The Quad-slice DFT processor can be tested on-line, and, automatic fault detection and fault recovery can be achieved (Table 1). On the other hand, it is not possible to perform on-line fault detection in the case of FFT processor without replicating the whole system.

#### CONCLUSION

This paper describes a new alternative to fast Fourier transform-based hardware implementation of discrete Fourier transform. A key conclusion is that based on comparison of computational speed, modularity of design, on-line testability and reliability, this architecture is most suitable for VLSI implementation as compared to FFT processor.

#### REFERENCES

- Chow, P. et al. A Pipelined Distributed Arithmetic PFFT Processor. IEEE Trans. on Computers, 1983, C-32(12), 1128 - 1136.
- Chowdry, N.U. and Steenaart, W. A High Speed Two-dimensional FFT Processor. In: Proc. IEEE Speech, Acoustics and Signal Processing Conference, 1984, pp. 4.11.1 - 4.11.4.
- Napolitano, L.M. and Robert, G. Efficiency of A New Efficient Algorithm to Compute the Two-dimensional Discrete Fourier Transform. *IEEE Trans.on* Signal Processing, 1992, 40(2), pp. 469 - 470.
- Valenza, R.J. A Representation Theoretic Approach to the DFT with Non-commutative Generalization. *IEEE Trans. on Signal Processing*, 1992, 40(4), pp. 814 - 822.
- Johnson, L.G. Conflict-free Memory Addressing for Dedicated FFT Hardware.
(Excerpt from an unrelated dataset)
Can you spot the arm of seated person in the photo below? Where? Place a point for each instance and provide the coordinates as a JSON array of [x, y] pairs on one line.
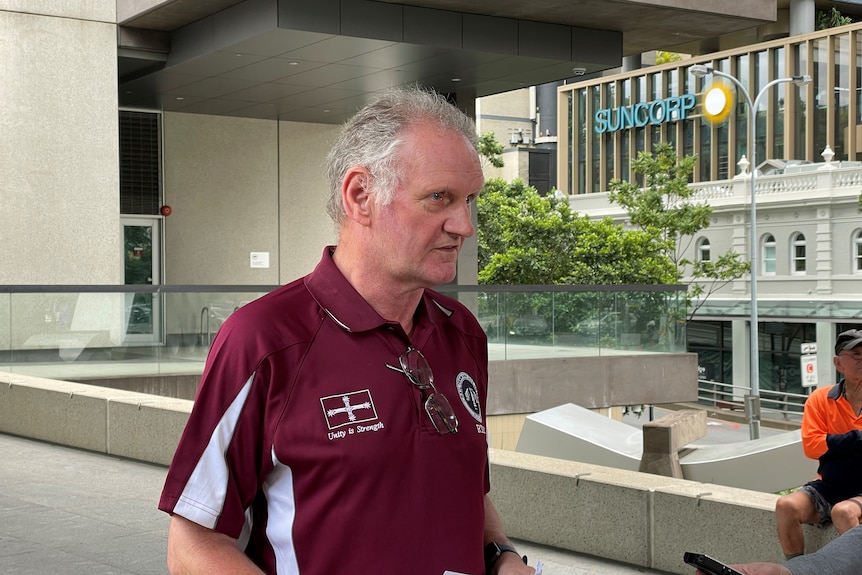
[[844, 443], [759, 569], [194, 549]]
IEEE Trans. on Circuits and Systems II: Analog and Digital Signal Processing, 1992, 39(5) pp. 312 - 316.
- Linzer, E.N. and Feig, E. Implementation of Efficient FFT Algorithms on Fused Multiply-add Architectures. *IEEE Trans. on Signal Processing*, 1993, 41(1), pp. 93 - 107.
- Rezaul Hasan, S.M. Distributed VLSI Image Processors and Master Quadslice Transformers, PhD Dissertation, University of California, Los Angeles, 1985.
- Peled, A. et al. A New Hardware Realization of Digital Filters. IEEE Trans. on Acoustics, Speech and Signal Processing, 1974, pp. 456 - 462.
- Samueli, H. Department of Electrical Engineering, U.C.L.A., Los Angeles, California. Private Communications, 1985.
- Volder, J.E. The CORDIC Trigonometric Computing Technique. IEEE Trans. on Electronic Computers, 1954, pp. 330 - 334.